Got caught stealing apples? Let’s put on a show. Mom and Pop catch you listening to that new fangled popular beat music? Let’s put on a show. Been arrested shoplifting lager while smuggling coke in your baby’s pram? Let’s put on a show. In short The High School Musical franchise is as innocent and wholesome a way of parting kids from their money as there could be.

These movies will have escaped your attention if you don’t have kids but you really need to know about them in case you’re ever a contestant in a quiz where popular culture comes up as your topic for a million pounds. It’s a phenomenon selling millions of DVDs and albums, not to mention lunch boxes, posters, back packs and over one hundred and sixty other items. You can rail against it all you want but you’d be a very sad person indeed. It’s simply the new millennium’s answer to Grease or Saturday Night Fever, a movie franchise featuring the most subtle, understated and quiet advertising campaign a marketing budget the size of Iceland’s debt can buy.

I remember the excitement of seeing Saturday Night Fever for the first time and my young brain thinking how smart and witty the dialogue was, especially in the scene outside the club where one of Tony’s mates has bagged the new girl in town and taken her out to the back seat of his car. The panting noises left little to the imagination but, just after the screams subsided, I heard my first classic movie line. “That was great. Er, what did you say your name was?” Too young to be James Bond, I vowed that if ever I managed to kiss a girl, that was the line I was going to use.

The music was everywhere I went in Glasgow back then and continued for years afterwards. When I worked at a local station called Radio Clyde, alongside a disco DJ called Mr Superbad, I’ll never forget him reading out a request from a woman who had lost her son. The boy had been burned to death in a house fire and, from out of the ashes, Superbad’s solemn requiem soared suitably phoenix like. “I’m so sorry for the loss of your son in that awful fire”, he said. “Let me cheer you up with a record. Here’s Disco Inferno.”

Of course back then movie previews and premieres were much simpler events as the film companies didn’t have to surround the audience with security men worried about mobile phones and small home video cameras pirating their investment. Even if we’d had the camera technology back then the best of Koreans would have found it difficult to hide a couple of hundred betamax video copies under their coats as they approached you in B&Q car park hissing “wanna buy video, cheap?”.

But back to High School Musical.

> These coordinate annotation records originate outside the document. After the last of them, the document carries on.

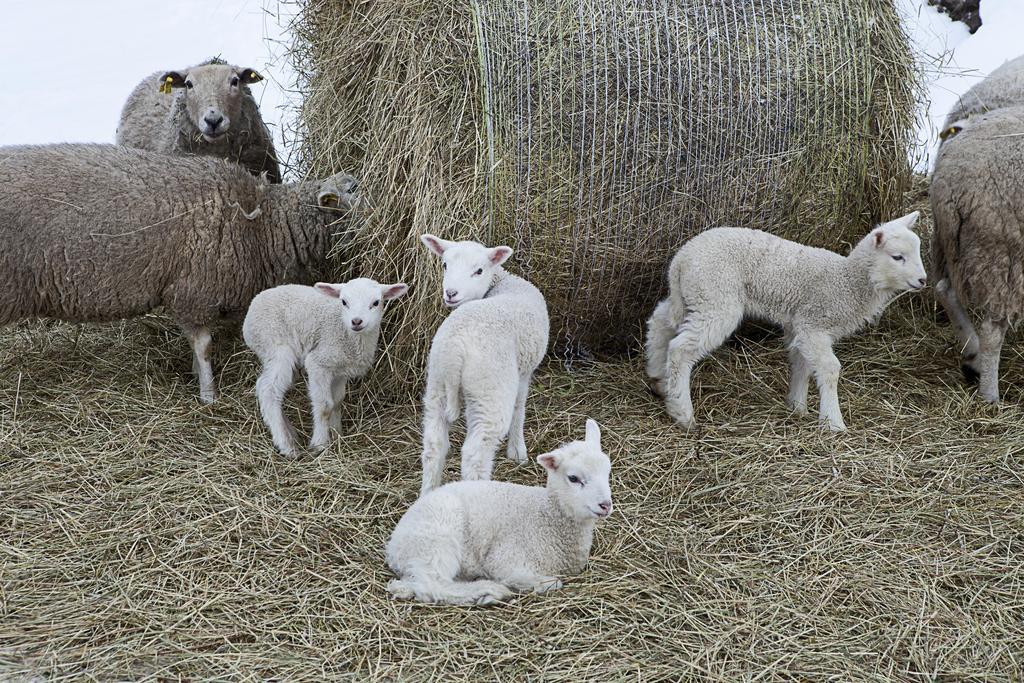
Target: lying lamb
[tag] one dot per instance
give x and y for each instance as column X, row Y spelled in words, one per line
column 727, row 273
column 476, row 542
column 100, row 232
column 205, row 110
column 486, row 350
column 332, row 331
column 978, row 243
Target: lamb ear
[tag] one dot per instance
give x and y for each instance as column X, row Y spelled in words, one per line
column 389, row 292
column 499, row 255
column 593, row 433
column 250, row 76
column 434, row 244
column 550, row 461
column 328, row 290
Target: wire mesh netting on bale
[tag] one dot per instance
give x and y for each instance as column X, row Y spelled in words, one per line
column 596, row 136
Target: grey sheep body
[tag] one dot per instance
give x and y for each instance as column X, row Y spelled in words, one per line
column 100, row 232
column 160, row 121
column 977, row 197
column 1004, row 87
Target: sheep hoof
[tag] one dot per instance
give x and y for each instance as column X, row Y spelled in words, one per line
column 971, row 376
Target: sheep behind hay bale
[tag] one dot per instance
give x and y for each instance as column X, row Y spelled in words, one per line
column 206, row 110
column 978, row 243
column 97, row 232
column 594, row 138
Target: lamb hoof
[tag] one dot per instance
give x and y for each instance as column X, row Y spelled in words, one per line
column 400, row 590
column 517, row 453
column 971, row 376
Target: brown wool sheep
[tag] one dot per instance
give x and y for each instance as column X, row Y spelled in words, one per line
column 977, row 197
column 102, row 232
column 206, row 110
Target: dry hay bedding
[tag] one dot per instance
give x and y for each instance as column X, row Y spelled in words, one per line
column 594, row 137
column 146, row 536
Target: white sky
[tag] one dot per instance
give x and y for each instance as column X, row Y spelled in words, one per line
column 69, row 66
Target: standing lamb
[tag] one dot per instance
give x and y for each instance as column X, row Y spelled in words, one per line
column 476, row 542
column 100, row 232
column 206, row 110
column 818, row 297
column 332, row 331
column 1004, row 87
column 486, row 350
column 978, row 244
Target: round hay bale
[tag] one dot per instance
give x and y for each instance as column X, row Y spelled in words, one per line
column 595, row 138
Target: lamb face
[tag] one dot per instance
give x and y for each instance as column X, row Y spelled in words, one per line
column 469, row 267
column 213, row 95
column 579, row 475
column 897, row 265
column 361, row 300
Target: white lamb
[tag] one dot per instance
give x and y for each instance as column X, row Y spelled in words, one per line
column 332, row 331
column 485, row 350
column 727, row 273
column 476, row 542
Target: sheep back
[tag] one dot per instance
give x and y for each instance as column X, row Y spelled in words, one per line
column 99, row 232
column 977, row 197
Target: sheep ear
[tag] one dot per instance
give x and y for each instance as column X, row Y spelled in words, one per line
column 393, row 291
column 550, row 461
column 170, row 80
column 328, row 290
column 436, row 245
column 593, row 433
column 328, row 200
column 499, row 255
column 250, row 76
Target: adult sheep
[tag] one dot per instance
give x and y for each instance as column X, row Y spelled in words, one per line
column 978, row 242
column 101, row 232
column 206, row 110
column 1004, row 87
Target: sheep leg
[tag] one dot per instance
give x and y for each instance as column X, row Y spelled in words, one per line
column 486, row 422
column 321, row 381
column 698, row 336
column 201, row 341
column 525, row 580
column 962, row 326
column 990, row 335
column 516, row 449
column 435, row 434
column 816, row 349
column 338, row 386
column 659, row 334
column 800, row 375
column 271, row 386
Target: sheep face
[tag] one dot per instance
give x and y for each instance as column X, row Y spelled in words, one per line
column 213, row 95
column 361, row 301
column 897, row 265
column 469, row 268
column 578, row 475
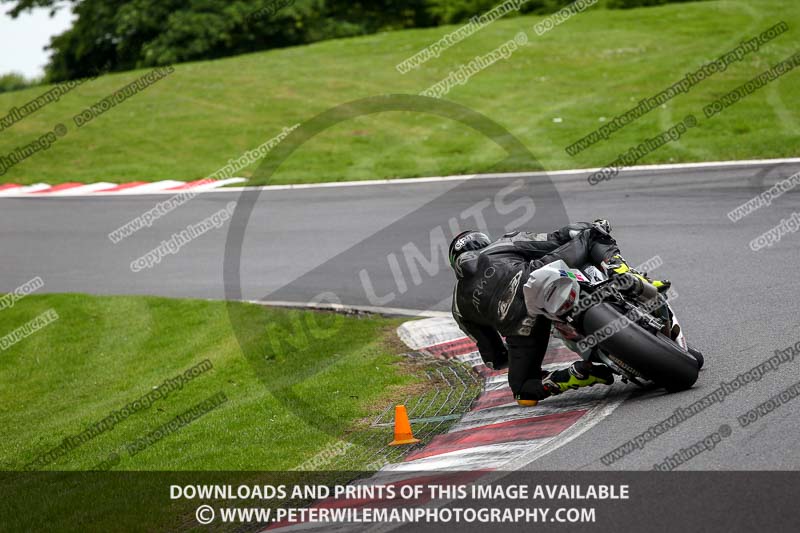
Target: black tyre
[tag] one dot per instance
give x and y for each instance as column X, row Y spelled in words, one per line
column 654, row 357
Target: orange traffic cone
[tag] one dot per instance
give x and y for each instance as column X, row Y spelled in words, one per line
column 402, row 427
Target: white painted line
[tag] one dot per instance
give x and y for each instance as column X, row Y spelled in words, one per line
column 215, row 184
column 150, row 188
column 604, row 408
column 507, row 175
column 393, row 311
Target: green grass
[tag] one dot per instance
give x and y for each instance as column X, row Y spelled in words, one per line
column 302, row 388
column 105, row 352
column 597, row 64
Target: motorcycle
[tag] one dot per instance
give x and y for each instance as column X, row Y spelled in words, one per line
column 615, row 319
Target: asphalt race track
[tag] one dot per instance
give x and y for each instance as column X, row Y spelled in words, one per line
column 737, row 305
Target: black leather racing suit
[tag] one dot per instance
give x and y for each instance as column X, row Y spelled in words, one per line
column 488, row 299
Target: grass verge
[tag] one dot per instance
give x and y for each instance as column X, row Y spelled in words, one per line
column 122, row 358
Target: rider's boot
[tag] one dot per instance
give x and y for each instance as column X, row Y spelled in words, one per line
column 580, row 374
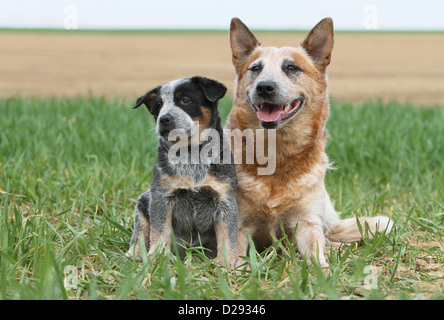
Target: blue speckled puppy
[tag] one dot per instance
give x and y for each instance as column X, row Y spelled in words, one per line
column 195, row 200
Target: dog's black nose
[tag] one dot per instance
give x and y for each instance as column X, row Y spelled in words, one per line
column 265, row 88
column 165, row 119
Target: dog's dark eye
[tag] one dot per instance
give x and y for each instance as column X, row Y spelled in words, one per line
column 293, row 68
column 185, row 101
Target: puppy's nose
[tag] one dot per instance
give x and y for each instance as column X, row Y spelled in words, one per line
column 165, row 119
column 265, row 88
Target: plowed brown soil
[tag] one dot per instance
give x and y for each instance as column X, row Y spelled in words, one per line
column 406, row 67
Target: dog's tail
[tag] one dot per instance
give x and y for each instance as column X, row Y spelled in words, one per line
column 348, row 230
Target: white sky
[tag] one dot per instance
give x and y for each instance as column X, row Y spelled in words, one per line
column 211, row 14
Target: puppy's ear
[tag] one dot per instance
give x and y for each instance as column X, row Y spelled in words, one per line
column 319, row 43
column 213, row 90
column 242, row 42
column 151, row 100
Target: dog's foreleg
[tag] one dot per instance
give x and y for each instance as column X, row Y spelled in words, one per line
column 160, row 225
column 141, row 233
column 227, row 235
column 310, row 240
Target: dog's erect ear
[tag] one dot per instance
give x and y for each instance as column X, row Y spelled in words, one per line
column 242, row 42
column 213, row 90
column 319, row 43
column 151, row 100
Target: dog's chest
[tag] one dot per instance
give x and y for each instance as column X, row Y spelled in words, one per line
column 194, row 201
column 198, row 185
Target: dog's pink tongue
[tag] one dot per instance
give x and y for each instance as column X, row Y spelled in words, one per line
column 269, row 113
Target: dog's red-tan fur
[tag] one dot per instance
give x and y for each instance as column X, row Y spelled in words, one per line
column 295, row 193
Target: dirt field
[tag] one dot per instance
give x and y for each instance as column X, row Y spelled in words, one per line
column 407, row 67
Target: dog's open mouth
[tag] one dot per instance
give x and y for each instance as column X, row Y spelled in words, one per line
column 267, row 112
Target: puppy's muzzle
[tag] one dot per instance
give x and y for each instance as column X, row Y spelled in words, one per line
column 166, row 124
column 265, row 89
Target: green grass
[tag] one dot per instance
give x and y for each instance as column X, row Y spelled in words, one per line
column 71, row 171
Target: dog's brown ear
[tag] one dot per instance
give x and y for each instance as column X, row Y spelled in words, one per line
column 212, row 89
column 242, row 42
column 319, row 43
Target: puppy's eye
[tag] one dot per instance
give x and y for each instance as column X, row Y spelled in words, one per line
column 185, row 101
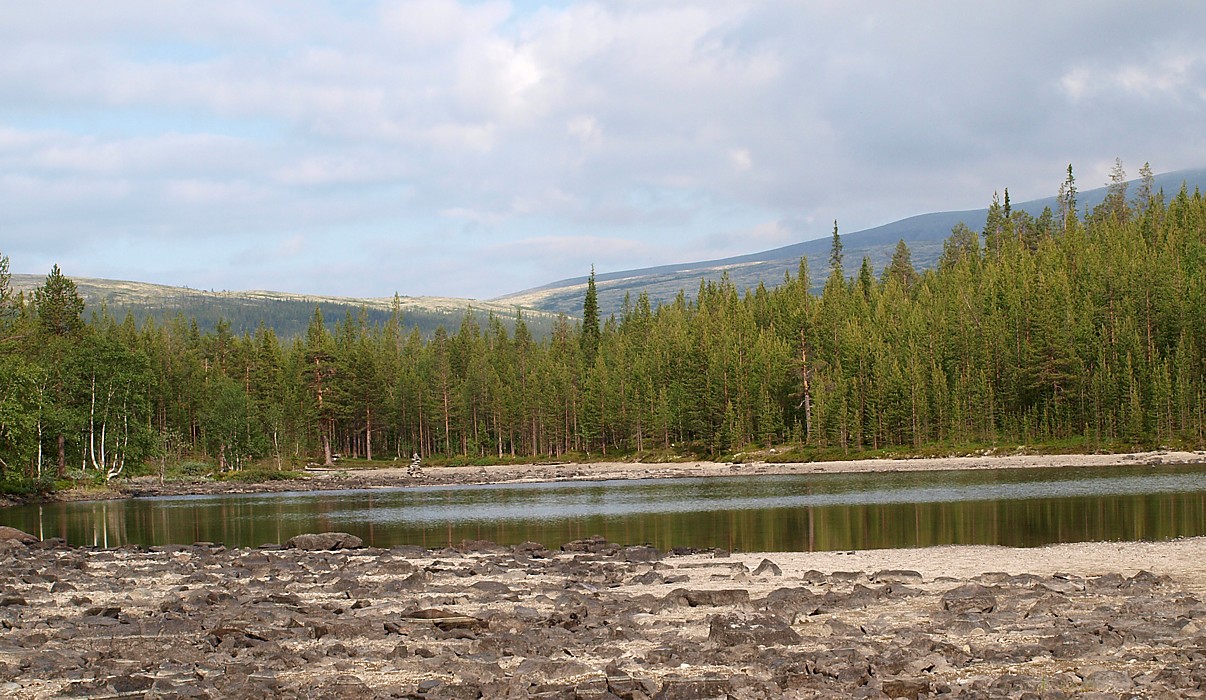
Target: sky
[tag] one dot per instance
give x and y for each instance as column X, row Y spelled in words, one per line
column 474, row 149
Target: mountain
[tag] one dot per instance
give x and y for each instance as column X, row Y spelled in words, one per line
column 924, row 234
column 288, row 315
column 291, row 314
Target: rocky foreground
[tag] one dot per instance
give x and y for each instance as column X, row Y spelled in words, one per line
column 322, row 617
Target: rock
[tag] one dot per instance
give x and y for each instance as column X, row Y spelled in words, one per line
column 592, row 544
column 325, row 541
column 481, row 547
column 1107, row 680
column 757, row 629
column 731, row 596
column 17, row 535
column 896, row 576
column 767, row 566
column 443, row 619
column 648, row 578
column 908, row 688
column 695, row 689
column 640, row 554
column 969, row 598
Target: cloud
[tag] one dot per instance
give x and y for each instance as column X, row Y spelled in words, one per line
column 521, row 143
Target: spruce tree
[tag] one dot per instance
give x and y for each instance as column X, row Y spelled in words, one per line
column 590, row 337
column 59, row 305
column 836, row 251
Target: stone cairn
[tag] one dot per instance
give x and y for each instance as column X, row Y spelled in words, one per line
column 415, row 468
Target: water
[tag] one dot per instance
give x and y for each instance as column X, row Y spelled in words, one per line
column 800, row 513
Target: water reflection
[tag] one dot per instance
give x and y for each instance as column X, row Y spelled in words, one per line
column 1014, row 507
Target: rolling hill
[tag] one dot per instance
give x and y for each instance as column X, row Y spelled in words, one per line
column 924, row 234
column 290, row 314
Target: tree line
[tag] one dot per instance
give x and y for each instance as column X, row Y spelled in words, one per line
column 1067, row 327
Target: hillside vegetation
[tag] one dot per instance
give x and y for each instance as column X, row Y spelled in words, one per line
column 1058, row 330
column 287, row 315
column 924, row 234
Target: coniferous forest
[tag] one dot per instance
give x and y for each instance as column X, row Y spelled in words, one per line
column 1070, row 328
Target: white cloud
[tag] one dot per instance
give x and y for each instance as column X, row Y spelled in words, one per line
column 619, row 133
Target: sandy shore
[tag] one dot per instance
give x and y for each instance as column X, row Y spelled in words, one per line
column 601, row 620
column 397, row 477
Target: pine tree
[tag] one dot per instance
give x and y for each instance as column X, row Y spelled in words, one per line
column 59, row 305
column 590, row 336
column 320, row 373
column 1067, row 213
column 836, row 252
column 901, row 267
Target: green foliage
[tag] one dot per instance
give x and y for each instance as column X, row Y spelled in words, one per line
column 1057, row 332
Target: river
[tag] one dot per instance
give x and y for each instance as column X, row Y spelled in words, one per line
column 797, row 513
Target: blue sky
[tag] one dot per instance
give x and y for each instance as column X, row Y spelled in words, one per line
column 480, row 147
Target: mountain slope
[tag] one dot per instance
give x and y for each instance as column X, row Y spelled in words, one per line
column 924, row 234
column 287, row 314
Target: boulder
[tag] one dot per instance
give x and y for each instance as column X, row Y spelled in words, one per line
column 18, row 535
column 969, row 598
column 757, row 629
column 325, row 541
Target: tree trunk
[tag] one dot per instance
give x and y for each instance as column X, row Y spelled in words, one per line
column 62, row 472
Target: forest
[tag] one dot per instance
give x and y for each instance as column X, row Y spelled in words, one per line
column 1073, row 330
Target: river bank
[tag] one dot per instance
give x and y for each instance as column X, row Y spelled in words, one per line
column 598, row 619
column 398, row 477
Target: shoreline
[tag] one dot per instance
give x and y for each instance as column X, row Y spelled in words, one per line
column 596, row 619
column 396, row 477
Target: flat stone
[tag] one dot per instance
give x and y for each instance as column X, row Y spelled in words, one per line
column 759, row 629
column 969, row 598
column 7, row 532
column 325, row 541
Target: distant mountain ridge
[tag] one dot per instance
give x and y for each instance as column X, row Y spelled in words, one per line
column 924, row 234
column 287, row 314
column 290, row 314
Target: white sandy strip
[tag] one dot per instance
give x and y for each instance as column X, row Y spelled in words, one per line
column 602, row 471
column 1183, row 560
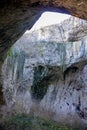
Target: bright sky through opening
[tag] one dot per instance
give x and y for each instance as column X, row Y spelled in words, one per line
column 49, row 18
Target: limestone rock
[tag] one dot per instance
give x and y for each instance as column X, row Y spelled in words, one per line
column 51, row 80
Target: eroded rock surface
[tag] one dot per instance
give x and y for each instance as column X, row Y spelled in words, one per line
column 47, row 77
column 18, row 15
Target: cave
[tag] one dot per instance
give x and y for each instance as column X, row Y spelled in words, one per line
column 17, row 18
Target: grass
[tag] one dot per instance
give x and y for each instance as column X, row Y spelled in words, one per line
column 24, row 122
column 27, row 122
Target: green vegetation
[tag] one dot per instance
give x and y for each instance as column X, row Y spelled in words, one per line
column 25, row 122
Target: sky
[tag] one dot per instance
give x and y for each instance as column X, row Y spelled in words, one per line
column 49, row 18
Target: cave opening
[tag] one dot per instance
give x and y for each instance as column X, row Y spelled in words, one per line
column 43, row 55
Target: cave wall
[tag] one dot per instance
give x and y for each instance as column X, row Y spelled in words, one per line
column 51, row 80
column 18, row 15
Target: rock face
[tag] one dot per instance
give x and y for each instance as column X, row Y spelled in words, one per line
column 18, row 15
column 47, row 77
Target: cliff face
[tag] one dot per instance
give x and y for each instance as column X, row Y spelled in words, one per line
column 46, row 75
column 18, row 15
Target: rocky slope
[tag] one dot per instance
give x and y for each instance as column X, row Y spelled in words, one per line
column 45, row 74
column 16, row 16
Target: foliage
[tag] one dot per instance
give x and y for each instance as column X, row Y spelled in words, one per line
column 26, row 122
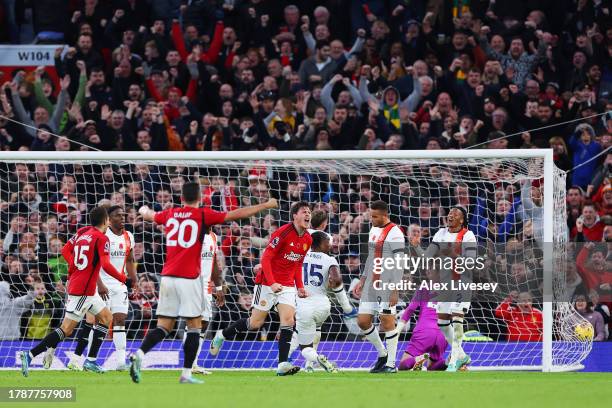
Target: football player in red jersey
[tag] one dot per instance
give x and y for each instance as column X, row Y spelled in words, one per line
column 181, row 293
column 86, row 253
column 277, row 285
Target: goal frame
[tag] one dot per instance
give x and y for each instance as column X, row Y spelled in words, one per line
column 182, row 157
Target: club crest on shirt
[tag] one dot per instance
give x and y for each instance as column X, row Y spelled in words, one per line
column 292, row 256
column 274, row 242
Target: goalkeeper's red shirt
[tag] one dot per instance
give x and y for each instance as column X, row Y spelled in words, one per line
column 283, row 257
column 185, row 228
column 86, row 252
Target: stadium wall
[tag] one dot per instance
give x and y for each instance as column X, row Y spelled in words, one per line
column 255, row 354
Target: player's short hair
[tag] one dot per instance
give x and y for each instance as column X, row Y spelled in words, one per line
column 98, row 216
column 113, row 208
column 298, row 206
column 191, row 191
column 318, row 237
column 464, row 213
column 318, row 218
column 379, row 205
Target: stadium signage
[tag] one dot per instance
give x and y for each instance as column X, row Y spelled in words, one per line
column 27, row 55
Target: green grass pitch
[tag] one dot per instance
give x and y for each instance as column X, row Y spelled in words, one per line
column 242, row 389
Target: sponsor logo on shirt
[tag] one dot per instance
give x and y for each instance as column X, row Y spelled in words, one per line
column 292, row 256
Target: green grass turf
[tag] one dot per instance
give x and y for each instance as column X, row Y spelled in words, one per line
column 262, row 389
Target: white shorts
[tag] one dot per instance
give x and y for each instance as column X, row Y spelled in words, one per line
column 207, row 307
column 265, row 299
column 117, row 300
column 373, row 308
column 453, row 307
column 77, row 306
column 179, row 297
column 310, row 315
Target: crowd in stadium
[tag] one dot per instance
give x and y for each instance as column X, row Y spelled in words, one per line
column 201, row 75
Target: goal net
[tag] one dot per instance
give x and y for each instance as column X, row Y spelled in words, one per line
column 515, row 205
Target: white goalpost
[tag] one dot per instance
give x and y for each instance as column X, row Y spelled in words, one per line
column 523, row 237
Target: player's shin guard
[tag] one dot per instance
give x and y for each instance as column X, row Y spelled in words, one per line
column 190, row 350
column 342, row 299
column 99, row 334
column 284, row 341
column 120, row 342
column 83, row 338
column 374, row 337
column 153, row 337
column 51, row 340
column 391, row 339
column 457, row 348
column 446, row 329
column 239, row 326
column 294, row 343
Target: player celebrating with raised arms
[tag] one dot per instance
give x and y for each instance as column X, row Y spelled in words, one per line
column 277, row 284
column 320, row 271
column 455, row 240
column 181, row 292
column 121, row 256
column 86, row 252
column 386, row 240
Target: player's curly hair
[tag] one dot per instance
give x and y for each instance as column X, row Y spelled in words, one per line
column 318, row 237
column 295, row 208
column 98, row 216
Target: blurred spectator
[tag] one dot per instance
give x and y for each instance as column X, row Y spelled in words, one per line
column 523, row 321
column 45, row 313
column 596, row 271
column 11, row 309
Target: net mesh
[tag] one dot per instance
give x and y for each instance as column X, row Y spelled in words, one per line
column 43, row 203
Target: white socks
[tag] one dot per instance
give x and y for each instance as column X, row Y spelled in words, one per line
column 391, row 339
column 120, row 341
column 373, row 337
column 202, row 335
column 294, row 344
column 447, row 330
column 342, row 299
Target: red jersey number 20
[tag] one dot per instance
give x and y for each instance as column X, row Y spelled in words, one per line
column 183, row 233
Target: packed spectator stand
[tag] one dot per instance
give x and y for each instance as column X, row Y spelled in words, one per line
column 140, row 75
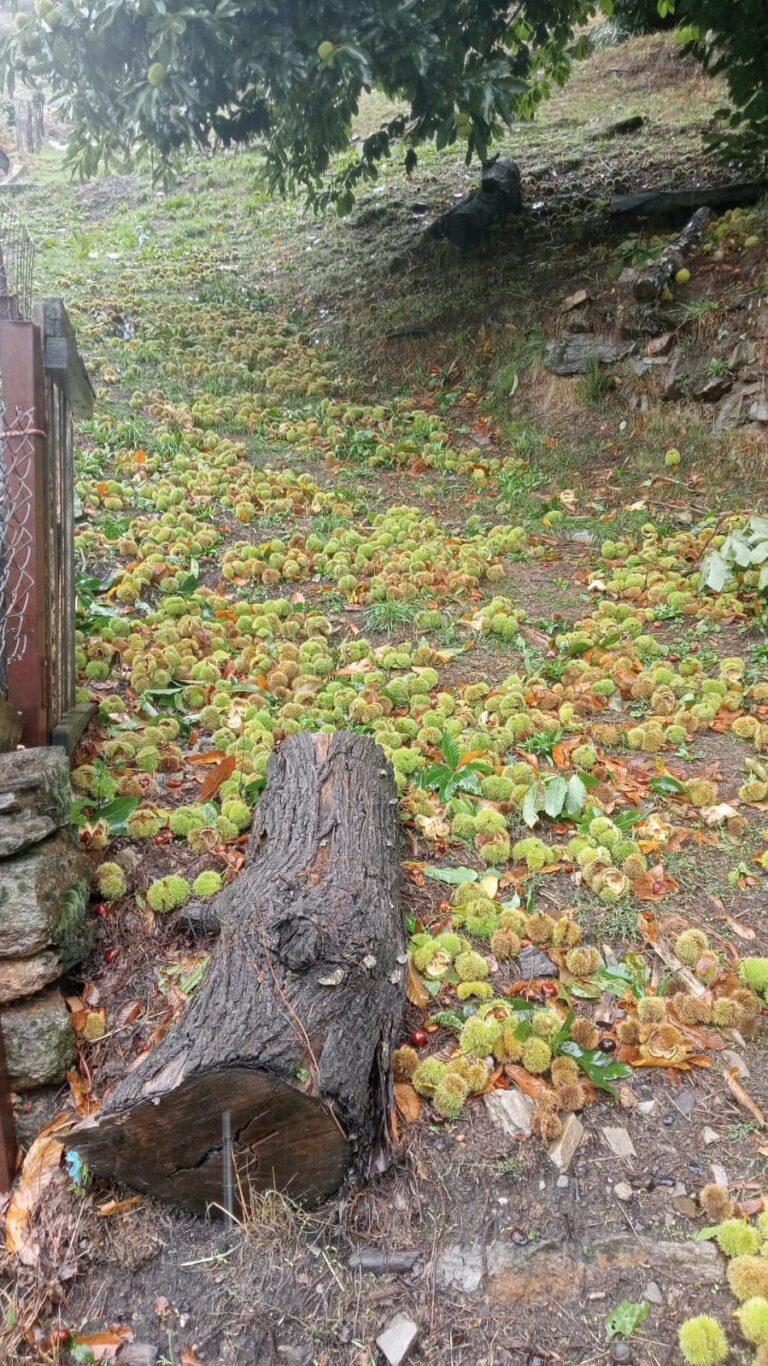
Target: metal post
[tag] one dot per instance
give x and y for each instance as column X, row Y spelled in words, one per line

My kids have souvenir posters, notebooks, backpacks and DVDs and even my wife, who I promise you still has a photo of Donny Osmond on her key ring, has put a song from the movie as her ring tone on her mobile. It’s embarrassing to sit with her as “We’re Flying, Soaring…..” echoes round restaurants or worse, funerals.

You’ll get the chance to see the film yourself when it opens worldwide in a few weeks time and if you go then you must tell me what happens when Zac Efron climbs up a drainpipe and enters Gabriella’s bedroom while she’s lying on the bed singing. Just as he entered, my eleven year old daughter said she would burst if she didn’t get to the loo. I offered to take her but she didn’t want to miss anything and, by the time I’d finished pleading, the action had moved on.

It gave me inspiration for an advertising slogan Disney can have for free for their campaign. It sums up the wholesomeness of the movie and the perfection of the cast. The line reads “High School Musical, where no one ever goes to the toilet”. Not even the security men.